Collagen VI genes in zebrafish skeletal muscle: Implications for collagen VI-myopathies

Collagen VI (COLVI) is a heterotrimeric protein, ubiquitously expressed in connective tissues. COLVI plays different roles such as maintenance of structural integrity, cellular migration and survival. To date, six COLVI chains are recognized with two short (α1–2(VI)) and three long chains (α3–6(VI)). Little is known regarding the possible assembly of the newly characterized α4–6(VI) polypeptides with the short chains, and a putative compensation between the different chains. In humans, deficiency in α1–3(VI) due to mutations in the COL6A1–3 genes causes COLVI-myopathies a heterogeneous group of neuromuscular disorders. To study the development of muscular tissue as well as the early steps of the disease, we turned to the zebrafish model where we identified only two orthologs of the α4–6(VI) chains: col6a4a and col6a4b. We showed that the genes encoding the short chains are expressed at higher levels, and that only col6a4b was differentially expressed during development.
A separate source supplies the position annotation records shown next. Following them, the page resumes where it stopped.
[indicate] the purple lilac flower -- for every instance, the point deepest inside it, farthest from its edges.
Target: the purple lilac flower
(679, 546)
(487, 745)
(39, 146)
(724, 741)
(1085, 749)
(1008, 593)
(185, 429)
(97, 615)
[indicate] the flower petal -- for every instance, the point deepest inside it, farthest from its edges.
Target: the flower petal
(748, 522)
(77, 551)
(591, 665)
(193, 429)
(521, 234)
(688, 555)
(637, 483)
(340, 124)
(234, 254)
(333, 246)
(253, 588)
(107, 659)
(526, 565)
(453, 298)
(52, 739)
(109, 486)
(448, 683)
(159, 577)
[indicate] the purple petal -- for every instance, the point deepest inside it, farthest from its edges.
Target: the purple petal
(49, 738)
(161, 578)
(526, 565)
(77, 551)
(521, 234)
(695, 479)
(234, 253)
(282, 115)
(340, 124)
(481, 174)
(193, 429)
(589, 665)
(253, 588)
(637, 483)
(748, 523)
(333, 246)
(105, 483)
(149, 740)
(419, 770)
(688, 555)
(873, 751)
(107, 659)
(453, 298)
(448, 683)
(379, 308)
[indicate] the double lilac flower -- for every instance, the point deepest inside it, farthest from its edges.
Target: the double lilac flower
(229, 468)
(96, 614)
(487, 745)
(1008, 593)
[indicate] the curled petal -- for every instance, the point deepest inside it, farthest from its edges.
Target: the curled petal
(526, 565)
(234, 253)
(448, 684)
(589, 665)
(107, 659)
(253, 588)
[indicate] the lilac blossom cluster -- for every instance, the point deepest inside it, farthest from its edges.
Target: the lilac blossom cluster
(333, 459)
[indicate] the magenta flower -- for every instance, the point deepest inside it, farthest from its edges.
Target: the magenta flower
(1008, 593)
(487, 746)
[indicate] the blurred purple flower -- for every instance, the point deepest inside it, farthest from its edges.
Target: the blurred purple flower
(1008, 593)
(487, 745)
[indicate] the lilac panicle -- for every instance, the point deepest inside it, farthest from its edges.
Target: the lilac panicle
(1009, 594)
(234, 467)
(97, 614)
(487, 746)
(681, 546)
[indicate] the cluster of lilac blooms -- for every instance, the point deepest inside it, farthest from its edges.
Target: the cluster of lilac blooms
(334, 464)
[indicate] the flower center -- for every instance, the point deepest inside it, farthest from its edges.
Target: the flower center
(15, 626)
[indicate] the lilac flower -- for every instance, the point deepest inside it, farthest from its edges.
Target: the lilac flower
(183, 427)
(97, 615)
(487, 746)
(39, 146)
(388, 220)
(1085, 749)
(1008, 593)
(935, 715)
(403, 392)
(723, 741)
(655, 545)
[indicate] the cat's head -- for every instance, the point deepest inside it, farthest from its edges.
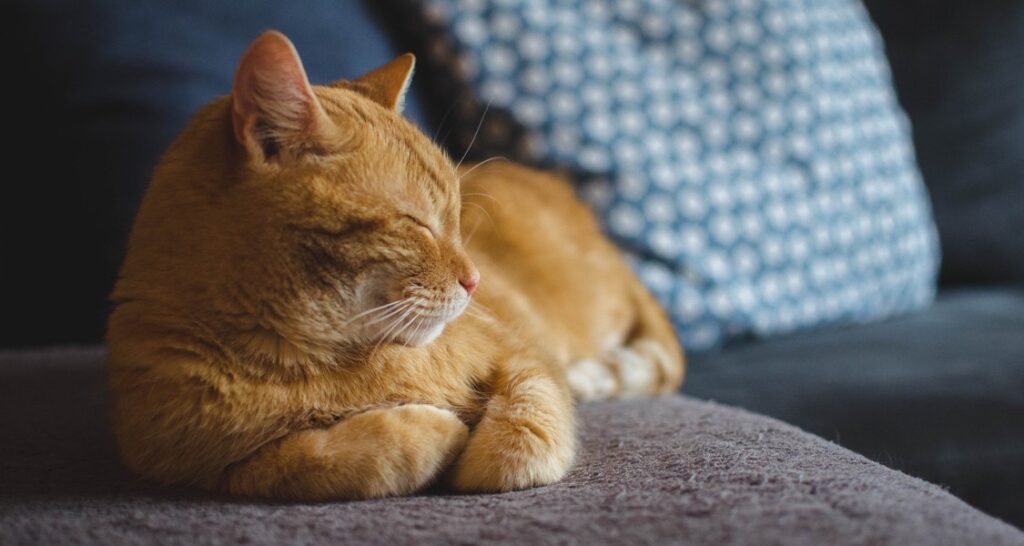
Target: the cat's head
(350, 215)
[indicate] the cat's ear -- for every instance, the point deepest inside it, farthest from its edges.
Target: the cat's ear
(273, 109)
(388, 84)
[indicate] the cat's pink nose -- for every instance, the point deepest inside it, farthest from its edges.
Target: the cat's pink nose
(470, 281)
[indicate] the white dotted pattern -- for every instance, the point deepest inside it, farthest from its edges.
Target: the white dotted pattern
(749, 155)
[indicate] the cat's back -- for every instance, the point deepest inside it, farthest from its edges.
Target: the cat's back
(545, 263)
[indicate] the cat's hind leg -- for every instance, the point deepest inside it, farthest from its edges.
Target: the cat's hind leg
(378, 453)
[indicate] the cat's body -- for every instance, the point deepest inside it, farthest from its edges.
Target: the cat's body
(290, 323)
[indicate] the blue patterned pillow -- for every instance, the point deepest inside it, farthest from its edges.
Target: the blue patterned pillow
(749, 155)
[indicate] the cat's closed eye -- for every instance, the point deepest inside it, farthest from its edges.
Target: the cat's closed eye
(421, 225)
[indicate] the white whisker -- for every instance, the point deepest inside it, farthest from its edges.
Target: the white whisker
(475, 133)
(373, 310)
(483, 210)
(480, 164)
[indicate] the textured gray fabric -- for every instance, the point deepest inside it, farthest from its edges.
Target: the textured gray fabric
(936, 394)
(673, 470)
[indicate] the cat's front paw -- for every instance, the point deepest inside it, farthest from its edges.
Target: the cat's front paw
(643, 368)
(510, 452)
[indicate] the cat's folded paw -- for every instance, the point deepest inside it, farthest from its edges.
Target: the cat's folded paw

We created COLVI deficient zebrafish embryos using morpholinos that block splicing of col6a2, col6a4a and col6a4b, thereby creating premature termination codons. By qPCR, we demonstrated that the targeted transcripts were degraded, likely by the nonsense mediated RNA decay. At the morphological level, all morphant embryos had a curved body and showed severely impaired motility. Birefringence analysis and whole mount immunohistochemistry showed alteration of the muscle structure, with disorganized fibers and U-shaped myosepta. These alterations were confirmed at the ultrastructural level by electron microscopy. In conclusion, col6a2 deficient embryos recapitulate the severe end of the COLVI-myopathy phenotypical spectrum, thereby confirming the importance of col6 genes in muscle development. Furthermore, the phenotypes associated with α4a and α4b deficiency may help orientate group(s) of patients to screen for mutations in the human genes.